Taher Shah and the Rise of Cringe-Pop


Taher Shah and the Rise of Cringe-Pop

Illustration: Namaah/Arré

“How exactly do angels have sex?”

If you didn’t spend at least an hour last weekend pondering this question, it’s a safe bet you haven’t watched the music video for “Angel”, a song by Pakistani businessman-turned-musician-turned-internet-meme Taher Shah. For those of you living under a rock, or using Vodafone 3G, Shah became something of an online sensation in 2013 when he released his debut track “Eye To Eye”. The song was a fantastic specimen of what I call “cringe-pop”; music that goes viral on social media by virtue of being so godawful and inept that people are compelled to share it, if only to ensure that others will share in their misery. Lyrics ranging from confusing (“Make your love with eye to eye”) to creepy (“Your precious eyes belong to me because I love you”) are all sung in badly accented English with the familiar vocal mannerisms of drunk uncles who insist on singing the entire song during family antakshari sessions. Accompanied by a video that was part American Idol, part Rendezvous with Simi Garewal, “Eye To Eye” predictably went viral, spawning thousands of memes and millions of YouTube views.

Released on April 8, “Angel” is Shah’s second song, and is just as viral-friendly as its predecessor. The video opens with droning Swans-lite vocals as Shah strolls through a carefully manicured lawn wearing a tiara, angel wings and a loose purple robe. “I am like an angel,” he sings, as he hams his way through a video populated with fabulous gender-ambiguous clothing, magic wands, a blonde Mrs Angel and a sometimes-blonde-sometimes-not Angel junior (Shah’s son, who is going to need a lot of therapy growing up).

I gave up trying to make sense of the lyrics after the line “The angel’s character speaks like a flower” and I’m not even going to try and interpret the video for you. Watching it did leave me with a number of questions though, including the one I started this column with. I’m not exactly an expert on theological reproduction, but I thought angels couldn’t have sex. All popular literature — by which I mean Terry Pratchett books and Neil Gaiman comics — strongly implies that God gave the poor things the Ken doll treatment. So how exactly did Angel junior come to be? That’s a “birds and bees” conversation I’d love to eavesdrop on.

“Angel” sparked a flurry of reactions, hot takes and think pieces that will be very familiar to observers of the “cringe-pop” phenomenon. The first ripple came from the internet’s merchants of cool, self-styled tastemakers and gatekeepers who are so relentlessly ironic that they’ve pushed their way into post-irony. As soon as the video came out, they were all over Twitter, excitedly pushing this latest “cringe-pop” classic down the throats of their hapless followers. This small ripple was followed by a much bigger wave — the funny guys. Some were trolls, some were aspiring standup comedians and yet others were has-been celebrities, eager for some attention. I’m looking at you, Twinkle Khanna.

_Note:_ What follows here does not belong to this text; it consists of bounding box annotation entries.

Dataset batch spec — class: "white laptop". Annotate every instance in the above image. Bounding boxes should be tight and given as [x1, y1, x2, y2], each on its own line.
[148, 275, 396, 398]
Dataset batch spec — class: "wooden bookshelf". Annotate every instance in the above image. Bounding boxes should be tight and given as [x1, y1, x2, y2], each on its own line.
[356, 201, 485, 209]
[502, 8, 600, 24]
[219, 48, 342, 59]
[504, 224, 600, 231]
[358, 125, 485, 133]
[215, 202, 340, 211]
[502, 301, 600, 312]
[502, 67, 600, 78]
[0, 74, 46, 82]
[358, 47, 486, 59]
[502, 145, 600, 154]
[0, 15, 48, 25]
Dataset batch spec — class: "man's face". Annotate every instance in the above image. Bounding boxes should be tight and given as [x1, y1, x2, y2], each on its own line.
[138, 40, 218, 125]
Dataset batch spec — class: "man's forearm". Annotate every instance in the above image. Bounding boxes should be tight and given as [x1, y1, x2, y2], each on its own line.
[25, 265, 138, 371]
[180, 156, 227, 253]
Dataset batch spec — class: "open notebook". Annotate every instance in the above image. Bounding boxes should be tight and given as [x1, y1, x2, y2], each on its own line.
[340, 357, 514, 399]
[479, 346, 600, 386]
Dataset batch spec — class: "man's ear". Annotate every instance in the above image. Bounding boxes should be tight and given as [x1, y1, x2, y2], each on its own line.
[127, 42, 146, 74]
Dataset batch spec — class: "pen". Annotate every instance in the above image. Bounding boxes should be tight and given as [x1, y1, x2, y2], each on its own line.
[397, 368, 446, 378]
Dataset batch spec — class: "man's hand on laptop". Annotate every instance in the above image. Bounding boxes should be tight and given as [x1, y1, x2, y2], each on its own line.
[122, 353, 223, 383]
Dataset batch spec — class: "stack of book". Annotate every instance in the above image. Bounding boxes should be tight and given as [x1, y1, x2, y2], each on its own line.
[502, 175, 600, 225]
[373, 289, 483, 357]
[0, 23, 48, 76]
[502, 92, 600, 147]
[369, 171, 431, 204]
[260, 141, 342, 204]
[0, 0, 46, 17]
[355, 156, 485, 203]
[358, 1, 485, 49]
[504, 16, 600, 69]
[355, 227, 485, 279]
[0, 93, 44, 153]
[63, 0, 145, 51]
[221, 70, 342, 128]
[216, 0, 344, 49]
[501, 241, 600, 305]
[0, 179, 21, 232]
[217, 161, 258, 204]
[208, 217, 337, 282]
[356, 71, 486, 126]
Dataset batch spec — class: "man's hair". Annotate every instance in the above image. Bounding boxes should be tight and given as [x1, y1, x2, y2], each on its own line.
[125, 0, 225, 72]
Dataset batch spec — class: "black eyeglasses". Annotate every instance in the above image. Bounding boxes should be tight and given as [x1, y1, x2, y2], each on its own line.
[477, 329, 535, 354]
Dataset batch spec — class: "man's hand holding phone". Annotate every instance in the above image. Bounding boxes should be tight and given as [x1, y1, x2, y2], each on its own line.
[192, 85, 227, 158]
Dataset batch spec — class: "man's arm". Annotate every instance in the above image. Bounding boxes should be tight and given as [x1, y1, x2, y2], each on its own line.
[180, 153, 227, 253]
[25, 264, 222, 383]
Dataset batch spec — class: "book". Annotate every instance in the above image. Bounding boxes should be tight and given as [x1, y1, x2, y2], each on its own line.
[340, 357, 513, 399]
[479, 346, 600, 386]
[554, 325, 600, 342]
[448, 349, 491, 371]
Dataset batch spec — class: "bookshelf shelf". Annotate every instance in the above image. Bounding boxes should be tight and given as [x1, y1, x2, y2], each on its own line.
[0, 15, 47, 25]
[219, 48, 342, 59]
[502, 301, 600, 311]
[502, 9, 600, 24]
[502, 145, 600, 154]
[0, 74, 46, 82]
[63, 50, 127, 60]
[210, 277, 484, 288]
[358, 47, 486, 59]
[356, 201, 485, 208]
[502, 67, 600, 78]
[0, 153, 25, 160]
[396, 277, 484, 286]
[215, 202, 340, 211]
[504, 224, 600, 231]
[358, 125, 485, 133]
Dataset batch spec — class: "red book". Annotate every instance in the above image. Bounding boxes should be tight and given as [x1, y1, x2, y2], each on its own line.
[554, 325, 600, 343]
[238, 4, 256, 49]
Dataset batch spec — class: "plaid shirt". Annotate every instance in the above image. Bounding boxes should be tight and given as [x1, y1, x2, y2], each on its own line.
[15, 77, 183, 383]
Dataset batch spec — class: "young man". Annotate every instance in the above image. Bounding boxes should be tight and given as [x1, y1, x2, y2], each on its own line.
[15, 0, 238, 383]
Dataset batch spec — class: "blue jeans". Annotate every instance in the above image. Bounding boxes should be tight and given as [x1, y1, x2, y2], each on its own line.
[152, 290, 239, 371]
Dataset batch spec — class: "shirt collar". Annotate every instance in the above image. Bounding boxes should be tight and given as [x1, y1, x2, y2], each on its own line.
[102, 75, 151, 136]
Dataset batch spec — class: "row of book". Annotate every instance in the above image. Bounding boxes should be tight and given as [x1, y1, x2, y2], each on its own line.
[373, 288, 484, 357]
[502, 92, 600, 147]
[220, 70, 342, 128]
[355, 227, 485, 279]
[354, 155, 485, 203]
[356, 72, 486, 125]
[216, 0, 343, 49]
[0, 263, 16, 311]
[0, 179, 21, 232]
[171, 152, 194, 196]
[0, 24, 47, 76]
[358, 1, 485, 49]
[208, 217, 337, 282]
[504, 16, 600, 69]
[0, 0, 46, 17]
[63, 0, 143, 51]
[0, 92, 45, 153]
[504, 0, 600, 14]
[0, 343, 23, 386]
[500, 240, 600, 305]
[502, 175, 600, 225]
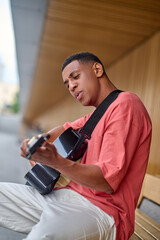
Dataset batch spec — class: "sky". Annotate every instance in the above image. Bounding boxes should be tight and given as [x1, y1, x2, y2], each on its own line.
[0, 0, 19, 84]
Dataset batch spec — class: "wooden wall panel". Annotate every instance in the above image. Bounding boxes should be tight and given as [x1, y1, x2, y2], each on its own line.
[107, 32, 160, 174]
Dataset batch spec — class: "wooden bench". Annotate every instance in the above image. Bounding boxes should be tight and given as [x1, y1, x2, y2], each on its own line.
[129, 174, 160, 240]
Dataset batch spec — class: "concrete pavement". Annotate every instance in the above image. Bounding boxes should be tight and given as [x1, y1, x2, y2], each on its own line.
[0, 115, 29, 240]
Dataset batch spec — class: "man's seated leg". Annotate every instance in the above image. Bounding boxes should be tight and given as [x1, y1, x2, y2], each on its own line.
[0, 183, 44, 233]
[25, 189, 116, 240]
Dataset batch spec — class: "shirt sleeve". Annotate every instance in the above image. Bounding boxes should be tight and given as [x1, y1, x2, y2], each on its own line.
[96, 100, 141, 191]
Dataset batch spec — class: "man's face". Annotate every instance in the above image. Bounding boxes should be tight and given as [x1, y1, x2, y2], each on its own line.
[62, 60, 100, 106]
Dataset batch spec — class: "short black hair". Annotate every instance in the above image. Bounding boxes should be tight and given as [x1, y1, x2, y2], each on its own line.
[62, 52, 104, 72]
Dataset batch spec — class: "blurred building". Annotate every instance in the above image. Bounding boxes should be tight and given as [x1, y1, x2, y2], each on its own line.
[11, 0, 160, 174]
[0, 81, 19, 113]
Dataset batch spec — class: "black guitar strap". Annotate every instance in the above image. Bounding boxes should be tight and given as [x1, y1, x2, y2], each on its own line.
[79, 90, 122, 139]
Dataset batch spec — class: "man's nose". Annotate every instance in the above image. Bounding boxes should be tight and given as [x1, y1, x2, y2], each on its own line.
[69, 82, 77, 92]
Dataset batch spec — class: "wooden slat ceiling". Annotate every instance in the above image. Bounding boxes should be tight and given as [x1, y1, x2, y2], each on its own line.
[24, 0, 160, 122]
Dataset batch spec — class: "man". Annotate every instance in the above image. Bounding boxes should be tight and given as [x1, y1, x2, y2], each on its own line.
[0, 52, 151, 240]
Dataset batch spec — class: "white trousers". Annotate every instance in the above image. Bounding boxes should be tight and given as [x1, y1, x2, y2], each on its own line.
[0, 183, 116, 240]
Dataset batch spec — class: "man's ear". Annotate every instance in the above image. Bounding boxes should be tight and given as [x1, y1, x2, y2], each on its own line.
[93, 62, 104, 77]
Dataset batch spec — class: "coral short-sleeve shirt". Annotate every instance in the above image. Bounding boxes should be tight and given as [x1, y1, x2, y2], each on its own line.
[64, 92, 152, 240]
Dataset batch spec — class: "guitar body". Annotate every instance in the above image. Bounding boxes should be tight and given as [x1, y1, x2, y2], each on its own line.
[25, 128, 87, 195]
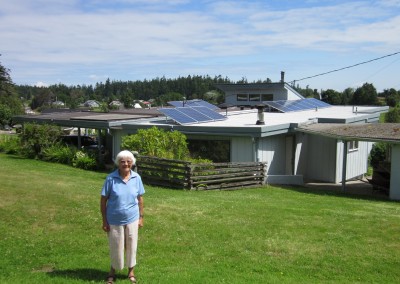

Once the video started trending on social media, the journalists jumped in on the action. There were the inevitably unfunny hot takes, the terribly curated tweet lists and then the self-righteous op-eds asking the internet’s snobs to just “leave Taher alone!” Pretty soon now, the news cycle will taper off as the internet’s trend-hunters jump onto the next viral video, and Taher Shah will join Rebecca Black, Sant Gurmeet Ram Rahim Singh Ji, and Psy as yet another member of the YouTube hall of fame. Meanwhile, Priyanka Chopra’s pop career is still in the doldrums despite millions of dollars spent in marketing budgets and the combined efforts of Universal Music Group, Pitbull, and white people’s fascination with “exotic” brown bodies. Sometimes life just isn’t fair, right Piggy?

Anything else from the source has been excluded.